What Makes Qumulo’s Scale-Out File System Unique on AWS? (Part 1)

File System for AWS Cloud Migration

This 2-part series explores what makes Qumulo’s distributed, scale-out file system unique on AWS. In part 1 below, you’ll learn how the Qumulo Cloud Q software architecture is built for performance and dynamic scalability — supporting multi-protocol file access for high-performance workloads running in the cloud or in hybrid cloud environments. In part 2, we focus on how to copy objects between S3 buckets and clusters.

Why Enterprise File Services are Needed in the Cloud

Between the rapid growth of unstructured data, ever-increasing storage capacity requirements, and stringent budgets, IT departments are running into a data center problem — capital expenditures and lack of scalability are a roadblock to innovation and becoming more difficult to justify. Cloud migration is the obvious solution for unlimited performance and storage scalability, and to control costs for a high-performing data strategy.

Lift and Shift Cloud Migration

Enterprises worldwide are choosing to move their data and applications to the cloud, but for many, the question becomes how do you get there quickly and with minimal risk? One of the fastest cloud migration methods is “lift and shift,” which means moving existing applications without major redesigns to the workloads. And, because the majority of on-premises applications work with file systems for Unix/Linux and/or Windows, enterprise-class file systems are needed in the cloud.

The Challenges of Migrating Enterprise Data to the Cloud

As organizations migrate petabyte-scale, high-compute workloads to the cloud, they are faced with unique challenges including choosing a scalable enterprise data storage solution capable of storing, managing, and building High-Performance Computing (HPC) workflows and applications with data in its native form.

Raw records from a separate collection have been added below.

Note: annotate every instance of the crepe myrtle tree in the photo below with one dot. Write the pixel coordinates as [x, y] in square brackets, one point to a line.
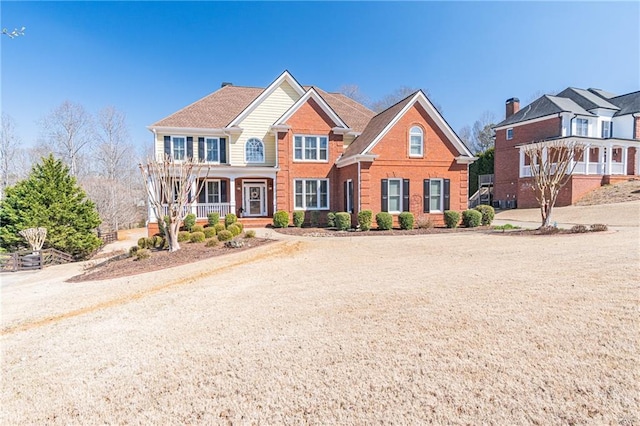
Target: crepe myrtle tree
[172, 186]
[552, 164]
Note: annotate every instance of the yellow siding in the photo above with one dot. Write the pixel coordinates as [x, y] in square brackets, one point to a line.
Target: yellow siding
[258, 122]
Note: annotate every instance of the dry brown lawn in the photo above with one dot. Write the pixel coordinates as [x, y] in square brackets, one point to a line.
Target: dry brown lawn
[464, 328]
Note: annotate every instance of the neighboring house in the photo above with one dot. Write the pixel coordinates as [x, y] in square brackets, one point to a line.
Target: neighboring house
[606, 125]
[289, 147]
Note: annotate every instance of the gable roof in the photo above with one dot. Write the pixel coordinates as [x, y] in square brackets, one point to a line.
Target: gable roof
[383, 122]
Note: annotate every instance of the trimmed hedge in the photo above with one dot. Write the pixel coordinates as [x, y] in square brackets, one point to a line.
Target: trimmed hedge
[365, 217]
[405, 219]
[451, 218]
[384, 221]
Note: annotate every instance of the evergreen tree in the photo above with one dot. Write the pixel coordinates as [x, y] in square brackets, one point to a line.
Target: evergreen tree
[51, 198]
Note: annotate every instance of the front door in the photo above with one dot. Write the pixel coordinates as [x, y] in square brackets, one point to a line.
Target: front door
[255, 195]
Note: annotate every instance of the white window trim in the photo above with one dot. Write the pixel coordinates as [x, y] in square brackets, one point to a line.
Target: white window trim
[421, 155]
[400, 195]
[173, 156]
[264, 154]
[304, 195]
[509, 131]
[304, 160]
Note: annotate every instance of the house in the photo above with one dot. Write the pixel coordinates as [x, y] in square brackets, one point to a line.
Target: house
[605, 125]
[291, 147]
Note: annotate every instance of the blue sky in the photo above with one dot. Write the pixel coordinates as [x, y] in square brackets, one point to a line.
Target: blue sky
[150, 59]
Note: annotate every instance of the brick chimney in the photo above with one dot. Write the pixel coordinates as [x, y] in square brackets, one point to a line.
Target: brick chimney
[513, 106]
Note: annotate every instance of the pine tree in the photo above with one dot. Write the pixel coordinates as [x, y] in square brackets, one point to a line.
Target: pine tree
[51, 198]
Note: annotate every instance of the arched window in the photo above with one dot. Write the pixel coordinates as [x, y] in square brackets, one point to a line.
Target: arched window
[416, 142]
[254, 151]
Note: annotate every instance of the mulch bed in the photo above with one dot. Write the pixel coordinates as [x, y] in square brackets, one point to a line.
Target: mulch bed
[122, 265]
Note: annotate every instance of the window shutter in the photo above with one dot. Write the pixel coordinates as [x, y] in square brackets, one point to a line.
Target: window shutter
[405, 195]
[189, 147]
[385, 195]
[201, 149]
[223, 151]
[425, 201]
[167, 146]
[223, 191]
[447, 204]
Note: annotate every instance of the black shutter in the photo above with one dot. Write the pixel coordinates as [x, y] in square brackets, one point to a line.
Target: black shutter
[189, 147]
[167, 146]
[223, 150]
[385, 196]
[223, 191]
[425, 201]
[405, 195]
[201, 149]
[447, 185]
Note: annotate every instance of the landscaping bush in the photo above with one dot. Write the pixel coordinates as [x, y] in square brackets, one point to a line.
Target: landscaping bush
[331, 220]
[225, 235]
[184, 236]
[384, 221]
[230, 219]
[189, 222]
[298, 218]
[488, 213]
[365, 218]
[234, 229]
[315, 218]
[343, 221]
[405, 219]
[213, 218]
[197, 237]
[471, 218]
[281, 219]
[451, 218]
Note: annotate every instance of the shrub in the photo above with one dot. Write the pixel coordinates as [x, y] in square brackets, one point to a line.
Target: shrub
[331, 220]
[405, 219]
[197, 237]
[213, 218]
[190, 221]
[230, 219]
[451, 218]
[315, 218]
[234, 229]
[143, 254]
[225, 235]
[598, 227]
[471, 218]
[424, 222]
[384, 221]
[364, 219]
[488, 213]
[298, 218]
[281, 219]
[579, 229]
[343, 221]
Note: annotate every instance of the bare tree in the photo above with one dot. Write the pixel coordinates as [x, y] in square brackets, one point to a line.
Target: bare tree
[9, 147]
[552, 164]
[69, 130]
[172, 187]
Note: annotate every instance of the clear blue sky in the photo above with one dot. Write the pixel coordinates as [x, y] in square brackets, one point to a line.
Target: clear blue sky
[150, 59]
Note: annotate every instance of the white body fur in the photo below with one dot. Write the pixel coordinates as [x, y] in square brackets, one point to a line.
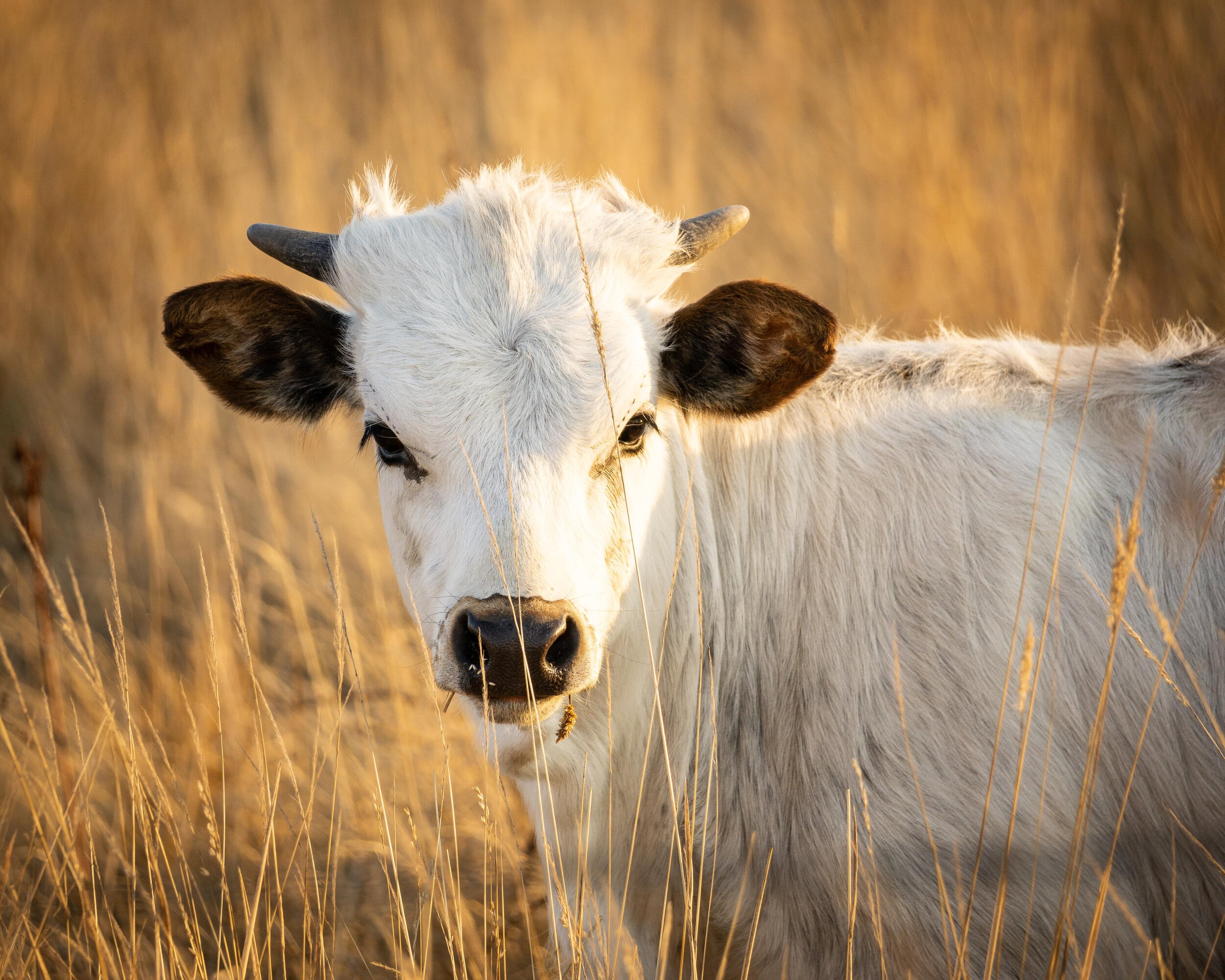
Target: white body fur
[890, 504]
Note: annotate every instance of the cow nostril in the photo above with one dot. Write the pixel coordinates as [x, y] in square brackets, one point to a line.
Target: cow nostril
[467, 643]
[564, 648]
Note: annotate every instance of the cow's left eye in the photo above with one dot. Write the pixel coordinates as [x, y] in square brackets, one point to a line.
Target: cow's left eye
[391, 451]
[634, 437]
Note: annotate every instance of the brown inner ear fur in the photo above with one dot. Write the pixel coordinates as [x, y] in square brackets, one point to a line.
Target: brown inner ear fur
[745, 348]
[260, 347]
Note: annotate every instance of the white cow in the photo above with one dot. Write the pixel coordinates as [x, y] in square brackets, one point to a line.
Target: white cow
[702, 543]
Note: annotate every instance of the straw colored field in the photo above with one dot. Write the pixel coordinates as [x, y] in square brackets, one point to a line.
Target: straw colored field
[229, 667]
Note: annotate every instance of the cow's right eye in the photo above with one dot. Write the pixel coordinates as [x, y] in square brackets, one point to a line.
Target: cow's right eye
[391, 451]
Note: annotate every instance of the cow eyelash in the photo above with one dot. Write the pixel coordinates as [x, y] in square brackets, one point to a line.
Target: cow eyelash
[390, 451]
[634, 435]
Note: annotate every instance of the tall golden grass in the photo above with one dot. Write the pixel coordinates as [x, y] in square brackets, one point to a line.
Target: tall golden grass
[263, 780]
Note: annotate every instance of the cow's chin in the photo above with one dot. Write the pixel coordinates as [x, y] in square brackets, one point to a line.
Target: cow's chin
[516, 711]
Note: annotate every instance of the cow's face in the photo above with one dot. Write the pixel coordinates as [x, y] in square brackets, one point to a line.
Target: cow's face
[520, 440]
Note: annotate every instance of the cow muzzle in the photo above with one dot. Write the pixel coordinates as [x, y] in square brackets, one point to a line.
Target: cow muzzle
[508, 650]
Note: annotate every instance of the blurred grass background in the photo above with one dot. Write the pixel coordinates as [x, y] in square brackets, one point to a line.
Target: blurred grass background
[903, 160]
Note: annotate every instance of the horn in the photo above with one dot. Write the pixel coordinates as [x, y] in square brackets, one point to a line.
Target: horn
[307, 251]
[707, 232]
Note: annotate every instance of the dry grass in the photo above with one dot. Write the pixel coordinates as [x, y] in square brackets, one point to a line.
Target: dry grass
[266, 781]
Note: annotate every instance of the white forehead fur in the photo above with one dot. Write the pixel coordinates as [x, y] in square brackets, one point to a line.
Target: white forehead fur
[477, 304]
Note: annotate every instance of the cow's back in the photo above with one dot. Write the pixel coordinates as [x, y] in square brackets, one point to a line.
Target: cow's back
[888, 514]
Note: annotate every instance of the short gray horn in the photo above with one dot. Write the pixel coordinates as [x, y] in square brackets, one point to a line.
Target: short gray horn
[307, 251]
[707, 232]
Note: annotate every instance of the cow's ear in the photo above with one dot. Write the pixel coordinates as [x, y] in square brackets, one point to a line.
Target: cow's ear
[745, 348]
[263, 348]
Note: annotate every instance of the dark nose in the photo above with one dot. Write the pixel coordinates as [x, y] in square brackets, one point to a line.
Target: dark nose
[517, 642]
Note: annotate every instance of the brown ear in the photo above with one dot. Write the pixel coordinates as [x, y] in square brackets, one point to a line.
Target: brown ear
[746, 348]
[260, 347]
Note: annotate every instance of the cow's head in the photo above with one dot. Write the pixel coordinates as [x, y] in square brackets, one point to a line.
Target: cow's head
[518, 447]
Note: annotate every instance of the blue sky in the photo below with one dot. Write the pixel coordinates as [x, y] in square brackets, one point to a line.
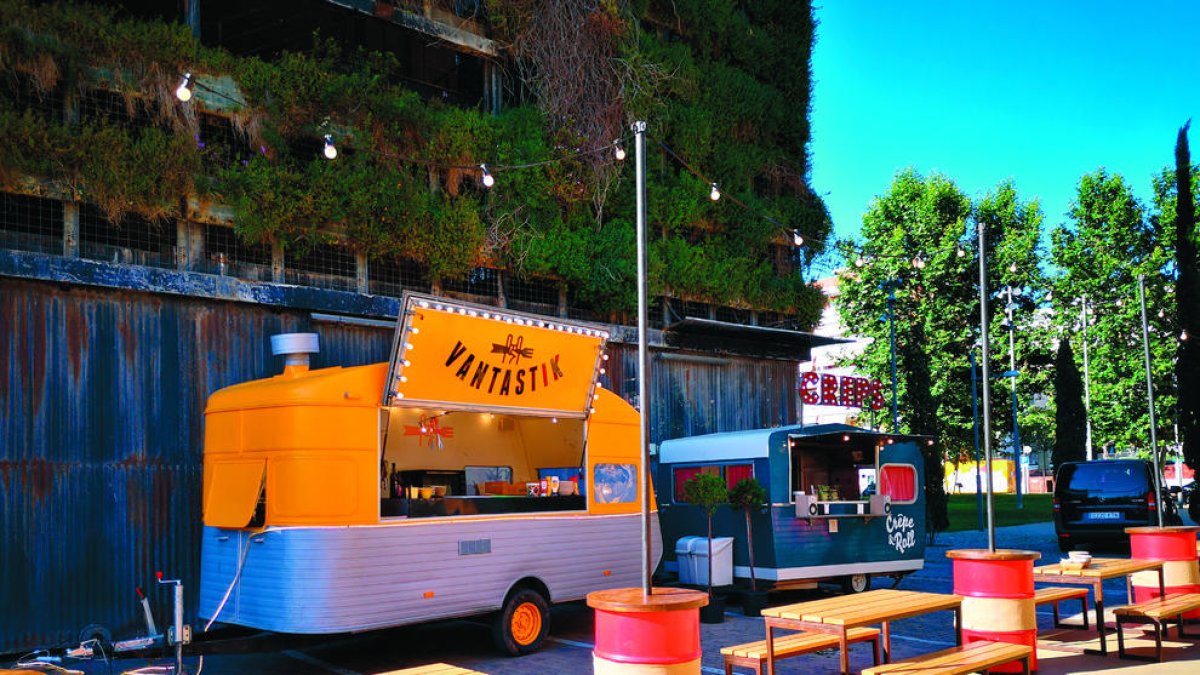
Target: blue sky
[983, 90]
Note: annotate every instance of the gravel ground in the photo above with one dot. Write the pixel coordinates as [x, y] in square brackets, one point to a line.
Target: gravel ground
[569, 650]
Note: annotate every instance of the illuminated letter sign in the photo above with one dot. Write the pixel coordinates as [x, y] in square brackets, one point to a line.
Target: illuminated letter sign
[828, 389]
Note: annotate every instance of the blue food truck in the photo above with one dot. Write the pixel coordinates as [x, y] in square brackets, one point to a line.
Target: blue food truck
[845, 503]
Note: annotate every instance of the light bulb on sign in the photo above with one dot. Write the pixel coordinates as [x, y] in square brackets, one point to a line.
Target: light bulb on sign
[185, 88]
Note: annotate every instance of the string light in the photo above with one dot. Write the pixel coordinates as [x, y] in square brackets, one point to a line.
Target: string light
[185, 88]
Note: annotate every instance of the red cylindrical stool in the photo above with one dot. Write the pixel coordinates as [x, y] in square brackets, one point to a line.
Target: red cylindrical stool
[639, 634]
[997, 598]
[1176, 547]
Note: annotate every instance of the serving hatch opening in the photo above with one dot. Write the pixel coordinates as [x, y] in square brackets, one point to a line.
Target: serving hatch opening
[455, 356]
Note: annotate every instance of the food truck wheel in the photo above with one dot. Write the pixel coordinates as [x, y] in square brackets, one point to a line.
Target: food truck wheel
[856, 583]
[522, 625]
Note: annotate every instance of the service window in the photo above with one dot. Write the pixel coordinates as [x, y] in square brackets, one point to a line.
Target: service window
[899, 482]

When migrating file system-dependent workloads to the cloud, CIOs and system administrators require a solution that addresses the following migration challenges:

  • Access to the data should be possible from any protocol at the same time
  • Permissions and ACLs should be “translated” transparently between POSIX and Windows and potentially other protocols such as FTP or HTTP
  • The solution should have enterprise features that storage administrators use on on-premises, such as Snapshots, Quotas, Kerberos integration, and UID/SID mapping
  • At the same time, the solution should be software-defined with cloud-native integration; for example, automated implementation through Cloud Formation Templates or Terraform as well as integration with Amazon CloudWatch
  • The solution should be scalable and allow expansion of capacity and performance in real-time without any service interruption
  • The system should be able to deal with billions of files without the requirement of performing tree-walks for certain operations such as backups, analytics, or the creation of usability statistics
  • The solution should support SMB, NFS, and sometimes FTP
  • Companies with a multi-cloud strategy want a similar file solution across clouds with the same APIs, management, cloud integration, performance tiers, backup methods, access protocols, etc.
  • Ideally, the solution allows moving data between the file system and Amazon Simple Storage Service (S3) because in many cases, their central data repository lives in S3
  • Alternatively, they may have data on the file system that they want to process with an Amazon native service that operates on file data in S3
  • The file system should support a hybrid cloud environment to easily move data on-premises to the cloud
    Ideally, the solution includes real-time performance and capacity analytics to gain insight on usage patterns, utilization, and cost optimization

Qumulo recognized that legacy scale-out and scale-up solutions were not designed to handle today’s data volumes, file types, applications, and workloads. Legacy data storage systems simply can’t provide a path to the cloud — so we built a better one.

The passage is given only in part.